Sara Martínez

Personal information
- Full name: Sara Sofía Martínez Restrepo
- Date of birth: 2 January 2001 (age 25)
- Place of birth: Rionegro, Colombia
- Height: 1.60 m (5 ft 3 in)
- Position: Midfielder

Team information
- Current team: Atlético Nacional
- Number: 7

Senior career*
- Years: Team / Apps / (Gls)
- 2018: Formas Íntimas
- 2019–2020: Independiente Medellín
- 2021–2023: América de Cali / 52 / (3)
- 2021: → Alianza Lima (loan)
- 2025–: Atlético Nacional

International career^{‡}
- 2018: Colombia U17 / 4 / (0)
- 2018: Colombia U18 / 1 / (0)
- 2022: Colombia U20 / 4 / (0)
- 2019–: Colombia / 4 / (1)

Medal record
Women's football
Representing Colombia
Central American and Caribbean Games
| Silver medal – second place | 2026 Santo Domingo | Team |

= Sara Martínez (footballer) =

Colombian footballer (born 2001)

Sara Sofía Martínez Restrepo (born 22 January 2001) is a Colombian professional footballer who plays as a midfielder for Colombian Women's Football League club Atlético Nacional and the Colombia national team.

==Club career==
Martínez was born in Rionegro in the department of Antioquia.

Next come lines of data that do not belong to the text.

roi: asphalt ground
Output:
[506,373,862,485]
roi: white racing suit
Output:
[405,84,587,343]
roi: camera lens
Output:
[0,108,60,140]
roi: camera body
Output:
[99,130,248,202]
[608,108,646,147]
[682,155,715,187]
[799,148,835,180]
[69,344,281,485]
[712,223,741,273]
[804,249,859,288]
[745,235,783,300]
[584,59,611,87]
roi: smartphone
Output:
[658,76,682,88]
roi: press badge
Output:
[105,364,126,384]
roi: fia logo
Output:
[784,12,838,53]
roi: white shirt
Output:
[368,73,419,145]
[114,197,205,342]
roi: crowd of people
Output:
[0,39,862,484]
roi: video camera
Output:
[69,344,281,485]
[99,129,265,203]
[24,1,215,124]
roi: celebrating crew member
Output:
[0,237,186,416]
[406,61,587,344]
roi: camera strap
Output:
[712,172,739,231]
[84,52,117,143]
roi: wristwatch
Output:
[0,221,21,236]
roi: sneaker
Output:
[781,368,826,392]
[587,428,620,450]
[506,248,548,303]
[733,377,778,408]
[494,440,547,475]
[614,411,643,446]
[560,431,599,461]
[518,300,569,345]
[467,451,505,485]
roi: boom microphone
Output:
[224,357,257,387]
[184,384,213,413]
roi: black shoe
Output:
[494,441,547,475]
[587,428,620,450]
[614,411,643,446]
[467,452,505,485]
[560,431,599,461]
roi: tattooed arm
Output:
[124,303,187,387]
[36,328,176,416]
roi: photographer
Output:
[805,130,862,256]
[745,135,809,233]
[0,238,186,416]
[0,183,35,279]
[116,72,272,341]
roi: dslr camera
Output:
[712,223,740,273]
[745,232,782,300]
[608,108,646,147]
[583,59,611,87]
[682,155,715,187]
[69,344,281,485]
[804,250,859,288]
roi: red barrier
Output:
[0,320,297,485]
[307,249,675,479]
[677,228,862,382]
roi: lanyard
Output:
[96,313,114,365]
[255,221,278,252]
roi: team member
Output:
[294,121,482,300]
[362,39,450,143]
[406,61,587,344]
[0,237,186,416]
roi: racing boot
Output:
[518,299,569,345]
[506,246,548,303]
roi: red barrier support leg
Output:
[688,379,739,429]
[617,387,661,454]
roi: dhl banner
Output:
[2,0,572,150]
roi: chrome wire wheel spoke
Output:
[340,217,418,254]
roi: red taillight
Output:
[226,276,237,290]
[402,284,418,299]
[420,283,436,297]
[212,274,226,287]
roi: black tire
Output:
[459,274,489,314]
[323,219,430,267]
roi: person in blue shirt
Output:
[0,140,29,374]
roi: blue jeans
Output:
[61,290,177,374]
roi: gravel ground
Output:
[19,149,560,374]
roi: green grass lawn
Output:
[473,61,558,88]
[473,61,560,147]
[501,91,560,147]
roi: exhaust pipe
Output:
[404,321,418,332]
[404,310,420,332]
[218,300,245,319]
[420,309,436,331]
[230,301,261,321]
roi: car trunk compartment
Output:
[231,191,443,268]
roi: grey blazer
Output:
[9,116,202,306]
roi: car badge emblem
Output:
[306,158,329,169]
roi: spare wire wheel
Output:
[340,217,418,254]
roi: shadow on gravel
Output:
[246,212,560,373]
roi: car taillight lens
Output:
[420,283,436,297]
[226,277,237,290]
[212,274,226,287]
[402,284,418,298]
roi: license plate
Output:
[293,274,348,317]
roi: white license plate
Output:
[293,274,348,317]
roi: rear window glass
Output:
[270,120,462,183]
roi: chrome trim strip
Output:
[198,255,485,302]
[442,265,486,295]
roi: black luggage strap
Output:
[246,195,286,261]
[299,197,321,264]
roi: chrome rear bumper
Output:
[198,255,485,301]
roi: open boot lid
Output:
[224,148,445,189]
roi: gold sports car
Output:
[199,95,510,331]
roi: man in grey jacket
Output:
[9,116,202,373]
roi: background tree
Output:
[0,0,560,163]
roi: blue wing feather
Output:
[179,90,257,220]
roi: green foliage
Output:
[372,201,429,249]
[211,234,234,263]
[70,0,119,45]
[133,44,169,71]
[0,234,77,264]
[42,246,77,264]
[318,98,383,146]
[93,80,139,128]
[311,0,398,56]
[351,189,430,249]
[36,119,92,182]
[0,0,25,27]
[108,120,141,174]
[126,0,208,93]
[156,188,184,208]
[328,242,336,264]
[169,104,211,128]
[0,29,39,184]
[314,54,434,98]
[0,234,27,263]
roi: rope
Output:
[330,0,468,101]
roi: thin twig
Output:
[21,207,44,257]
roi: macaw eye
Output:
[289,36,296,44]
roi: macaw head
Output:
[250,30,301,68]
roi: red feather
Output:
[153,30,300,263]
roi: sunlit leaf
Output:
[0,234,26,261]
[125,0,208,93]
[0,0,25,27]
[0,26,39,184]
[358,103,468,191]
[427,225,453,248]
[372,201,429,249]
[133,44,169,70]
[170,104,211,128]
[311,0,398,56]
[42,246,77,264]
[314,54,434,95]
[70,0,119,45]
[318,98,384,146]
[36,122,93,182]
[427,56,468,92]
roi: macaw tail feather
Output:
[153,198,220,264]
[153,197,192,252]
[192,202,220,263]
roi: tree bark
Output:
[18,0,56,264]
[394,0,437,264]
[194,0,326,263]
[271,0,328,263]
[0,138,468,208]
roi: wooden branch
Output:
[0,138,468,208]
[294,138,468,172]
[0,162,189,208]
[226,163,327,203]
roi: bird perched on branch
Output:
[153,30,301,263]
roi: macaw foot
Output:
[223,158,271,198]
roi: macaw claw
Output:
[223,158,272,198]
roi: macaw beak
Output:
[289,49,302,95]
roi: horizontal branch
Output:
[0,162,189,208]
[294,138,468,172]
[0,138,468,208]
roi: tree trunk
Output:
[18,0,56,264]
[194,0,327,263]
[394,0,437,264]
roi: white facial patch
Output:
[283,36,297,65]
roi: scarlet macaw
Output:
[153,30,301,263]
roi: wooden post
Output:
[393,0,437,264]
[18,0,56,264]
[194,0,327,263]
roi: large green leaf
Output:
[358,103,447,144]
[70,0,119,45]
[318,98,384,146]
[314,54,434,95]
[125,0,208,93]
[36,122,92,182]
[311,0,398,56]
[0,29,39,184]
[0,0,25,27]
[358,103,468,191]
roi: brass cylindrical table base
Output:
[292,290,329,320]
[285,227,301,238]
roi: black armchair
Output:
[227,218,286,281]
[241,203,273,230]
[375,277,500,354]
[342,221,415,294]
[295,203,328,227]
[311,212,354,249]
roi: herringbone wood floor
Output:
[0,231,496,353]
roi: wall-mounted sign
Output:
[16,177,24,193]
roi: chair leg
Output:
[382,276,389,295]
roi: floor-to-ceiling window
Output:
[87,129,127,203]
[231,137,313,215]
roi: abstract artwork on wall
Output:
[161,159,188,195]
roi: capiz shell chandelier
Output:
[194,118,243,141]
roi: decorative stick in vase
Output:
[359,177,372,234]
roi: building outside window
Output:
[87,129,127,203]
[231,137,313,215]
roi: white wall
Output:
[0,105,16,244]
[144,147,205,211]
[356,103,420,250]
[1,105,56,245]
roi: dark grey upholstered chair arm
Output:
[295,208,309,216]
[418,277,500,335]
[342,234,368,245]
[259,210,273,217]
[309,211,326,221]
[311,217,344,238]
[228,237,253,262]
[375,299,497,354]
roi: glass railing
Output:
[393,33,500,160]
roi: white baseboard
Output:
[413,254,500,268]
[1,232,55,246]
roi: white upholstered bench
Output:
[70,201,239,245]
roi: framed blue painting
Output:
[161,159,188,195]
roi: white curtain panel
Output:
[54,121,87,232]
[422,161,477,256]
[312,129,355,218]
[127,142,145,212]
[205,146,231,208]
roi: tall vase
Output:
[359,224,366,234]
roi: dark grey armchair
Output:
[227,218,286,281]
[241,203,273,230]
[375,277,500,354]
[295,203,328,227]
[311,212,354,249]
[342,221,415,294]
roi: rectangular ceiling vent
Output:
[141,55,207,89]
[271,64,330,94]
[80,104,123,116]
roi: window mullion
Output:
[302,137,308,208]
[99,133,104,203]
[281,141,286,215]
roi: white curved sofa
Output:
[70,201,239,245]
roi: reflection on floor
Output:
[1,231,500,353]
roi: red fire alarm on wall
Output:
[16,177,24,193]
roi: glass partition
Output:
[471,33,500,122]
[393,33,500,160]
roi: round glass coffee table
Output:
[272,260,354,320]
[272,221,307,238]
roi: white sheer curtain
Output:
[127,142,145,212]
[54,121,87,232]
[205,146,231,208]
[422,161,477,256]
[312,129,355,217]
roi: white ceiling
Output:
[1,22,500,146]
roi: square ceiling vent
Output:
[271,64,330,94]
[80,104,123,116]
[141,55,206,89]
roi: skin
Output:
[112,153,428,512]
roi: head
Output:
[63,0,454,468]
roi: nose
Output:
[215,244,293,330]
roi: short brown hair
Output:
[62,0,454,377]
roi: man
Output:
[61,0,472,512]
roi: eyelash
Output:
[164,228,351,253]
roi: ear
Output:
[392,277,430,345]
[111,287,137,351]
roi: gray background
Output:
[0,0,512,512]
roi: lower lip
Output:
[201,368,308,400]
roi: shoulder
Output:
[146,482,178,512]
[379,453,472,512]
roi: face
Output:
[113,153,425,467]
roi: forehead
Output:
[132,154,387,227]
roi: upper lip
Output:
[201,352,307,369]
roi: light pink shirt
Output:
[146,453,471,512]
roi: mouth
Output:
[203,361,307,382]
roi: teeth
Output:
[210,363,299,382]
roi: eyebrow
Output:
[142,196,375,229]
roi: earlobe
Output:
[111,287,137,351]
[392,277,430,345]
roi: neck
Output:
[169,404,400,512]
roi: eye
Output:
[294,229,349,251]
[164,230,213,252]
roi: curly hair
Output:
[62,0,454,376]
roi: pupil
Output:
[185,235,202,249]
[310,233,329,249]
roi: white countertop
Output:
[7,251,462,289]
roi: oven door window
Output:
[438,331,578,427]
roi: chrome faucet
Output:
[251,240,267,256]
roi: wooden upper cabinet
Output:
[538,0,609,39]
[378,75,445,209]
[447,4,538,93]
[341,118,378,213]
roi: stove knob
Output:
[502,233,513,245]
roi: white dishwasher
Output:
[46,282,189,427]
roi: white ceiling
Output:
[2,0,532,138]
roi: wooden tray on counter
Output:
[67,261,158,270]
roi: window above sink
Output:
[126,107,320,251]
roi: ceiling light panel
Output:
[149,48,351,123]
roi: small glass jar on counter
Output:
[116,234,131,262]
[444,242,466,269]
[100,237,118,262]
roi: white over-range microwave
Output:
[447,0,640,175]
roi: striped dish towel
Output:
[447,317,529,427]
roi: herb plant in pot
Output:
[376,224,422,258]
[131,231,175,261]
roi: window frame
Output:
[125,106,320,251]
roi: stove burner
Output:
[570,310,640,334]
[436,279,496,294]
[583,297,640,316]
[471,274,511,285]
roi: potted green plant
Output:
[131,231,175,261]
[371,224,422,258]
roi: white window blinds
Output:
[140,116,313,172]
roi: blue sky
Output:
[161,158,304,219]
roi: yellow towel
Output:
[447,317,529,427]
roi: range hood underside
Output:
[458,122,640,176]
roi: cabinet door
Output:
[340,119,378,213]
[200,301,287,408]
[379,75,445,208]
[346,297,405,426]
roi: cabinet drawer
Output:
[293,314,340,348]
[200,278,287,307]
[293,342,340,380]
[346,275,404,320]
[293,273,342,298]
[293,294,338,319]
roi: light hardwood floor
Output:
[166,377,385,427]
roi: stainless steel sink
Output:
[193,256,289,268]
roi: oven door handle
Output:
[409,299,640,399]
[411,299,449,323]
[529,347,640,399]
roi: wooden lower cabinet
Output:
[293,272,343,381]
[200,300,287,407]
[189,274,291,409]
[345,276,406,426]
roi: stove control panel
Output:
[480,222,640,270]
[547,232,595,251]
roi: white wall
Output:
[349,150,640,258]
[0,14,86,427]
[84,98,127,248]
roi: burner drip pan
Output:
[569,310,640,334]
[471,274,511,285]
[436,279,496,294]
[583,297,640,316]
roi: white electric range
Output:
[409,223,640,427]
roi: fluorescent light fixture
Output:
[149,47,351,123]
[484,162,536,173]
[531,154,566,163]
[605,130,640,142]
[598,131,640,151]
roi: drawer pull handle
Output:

She started out with Formas Íntimas and Independiente Medellín before joining América de Cali in 2021. In November 2021, she went on loan to Peruvian club Alianza Lima and started all four games for the club in the 2021 Copa Libertadores Femenina.

In her second year with América, Martínez started 21 games in the Colombian Women's Football League as the club won the 2022 league championship. She also started all six games of the 2022 Copa Libertadores Femenina, helping them finish in third place.

Martínez made 22 appearances in the 2023 season, helping América top the standings in the first stage but falling short in the playoff finals. She tore her ACL days before the quarterfinals of the 2023 Copa Libertadores Femenina.

In January 2025, Martínez joined Atlético Nacional.

==International career==
Martínez played for the Colombian youth national team at the 2018 FIFA U-17 Women's World Cup and the 2020 South American Under-20 Women's Football Championship. She made her senior debut and scored her first international goal on 12 November 2019, scoring Colombia's second goal in a 2–2 friendly draw against Argentina.